Un proiettore da cinema

Tempi bui per il cinema ed in generale il mondo dell’intrattenimento americano, che affonda lentamente ma inesorabilmente, anno dopo anno, tra filmetti inconsistenti, cinecomic ripetitivi e autori storici da tempo sedutisi sugli allori (e i soldi) dello streaming. Per fortuna,  altrove, si continua a fare cinema di grande qualità e di film da consigliare ce ne sono lo stesso…


The Banshees of Inisherin di Martin McDonagh: 1923, nell’immaginaria isola di Inisherin, in Irlanda, il musicista Colm Doherty decide di punto in bianco di troncare ogni rapporto con l’amico di bevute Pádraic Súilleabháin. Quest’ultimo non capisce il motivo della decisione e insiste per riallacciare i rapporti.
Insiste, insiste, insiste…
Era il mio secondo most wanted del 2022 assieme a Triangle of Sadness e nemmeno questo delude, confermando il genio assoluto di Martin McDonagh, che dopo il capolavorissimo Three Billboards Outside Ebbing, Missouri, scrive e dirige un’opera assurda e magnifica, tra Ionesco e Beckett, che racconta, in dialetto irish strettissimo, due ossessioni, il senso del Tempo, le conseguenze cui spinge il capire che questo passa e non torna indietro e i catastrofici sviluppi cui può portare l’ostinazione (e l’ottusità) dell’uomo. Clamorose le performance di Colin Farrell, Brendan Gleeson, Kerry Condon (e di Barry Keoghan, letteralmente “lo scemo del villaggio”) e sublime la ost di Carter Burwell che riesce a normalizzare l’illogicità delle vicende umane. 

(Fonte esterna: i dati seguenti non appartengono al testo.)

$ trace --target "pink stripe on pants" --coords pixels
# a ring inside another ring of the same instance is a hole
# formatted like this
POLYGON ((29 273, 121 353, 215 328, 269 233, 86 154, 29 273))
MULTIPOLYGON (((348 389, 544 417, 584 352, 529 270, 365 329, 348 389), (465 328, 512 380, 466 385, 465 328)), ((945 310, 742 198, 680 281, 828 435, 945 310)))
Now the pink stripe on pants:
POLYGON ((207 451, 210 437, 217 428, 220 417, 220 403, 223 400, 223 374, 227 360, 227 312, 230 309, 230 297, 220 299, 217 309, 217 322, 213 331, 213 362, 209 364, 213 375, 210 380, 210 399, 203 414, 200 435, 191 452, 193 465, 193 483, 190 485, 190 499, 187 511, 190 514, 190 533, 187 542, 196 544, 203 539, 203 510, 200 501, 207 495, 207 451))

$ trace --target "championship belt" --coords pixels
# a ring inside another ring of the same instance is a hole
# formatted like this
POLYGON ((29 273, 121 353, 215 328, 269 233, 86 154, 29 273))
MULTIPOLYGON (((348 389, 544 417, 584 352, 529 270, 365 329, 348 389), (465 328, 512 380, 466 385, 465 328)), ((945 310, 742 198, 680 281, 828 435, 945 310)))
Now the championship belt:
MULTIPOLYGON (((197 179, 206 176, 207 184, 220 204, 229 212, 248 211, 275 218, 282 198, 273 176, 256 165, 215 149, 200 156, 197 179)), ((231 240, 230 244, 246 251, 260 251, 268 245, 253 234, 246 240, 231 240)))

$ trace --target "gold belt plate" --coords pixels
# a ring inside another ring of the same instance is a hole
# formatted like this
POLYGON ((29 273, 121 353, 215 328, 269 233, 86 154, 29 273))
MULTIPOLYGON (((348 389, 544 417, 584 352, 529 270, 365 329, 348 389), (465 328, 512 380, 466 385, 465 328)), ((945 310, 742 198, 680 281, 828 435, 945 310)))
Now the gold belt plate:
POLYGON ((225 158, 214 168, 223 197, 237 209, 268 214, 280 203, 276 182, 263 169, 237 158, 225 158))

Pinocchio di Guillermo del Toro: Mai e poi mai avrei pensato di spendere lodi sperticate per la millemillesima versione di questa storia, ma Del Toro ha tirato fuori dal cilindro uno dei migliori film della sua carriera, se non il suo migliore in assoluto, stravolgendo in toto non solo l’opera originale, ma anche la sua “morale”. Tutti cambiamenti funzionano, dal setting (l’Italia fascista e in guerra) al tono (apparentemente leggero ma in realtà cupo e disperato), dalla gestione dei personaggi (Geppetto fa Pinocchio per avere un clone del figlio morto, Lucignolo è un Balilla, la “fatina” è la versione aggiornata e inquietante del Fauno) al potentissimo finale (una lucida e spietata riflessione sull’unicità della vita, il valore del tempo che ci è dato e l’ineluttabilità della morte). Un’opera tecnicamente prodigiosa e artisticamente importante.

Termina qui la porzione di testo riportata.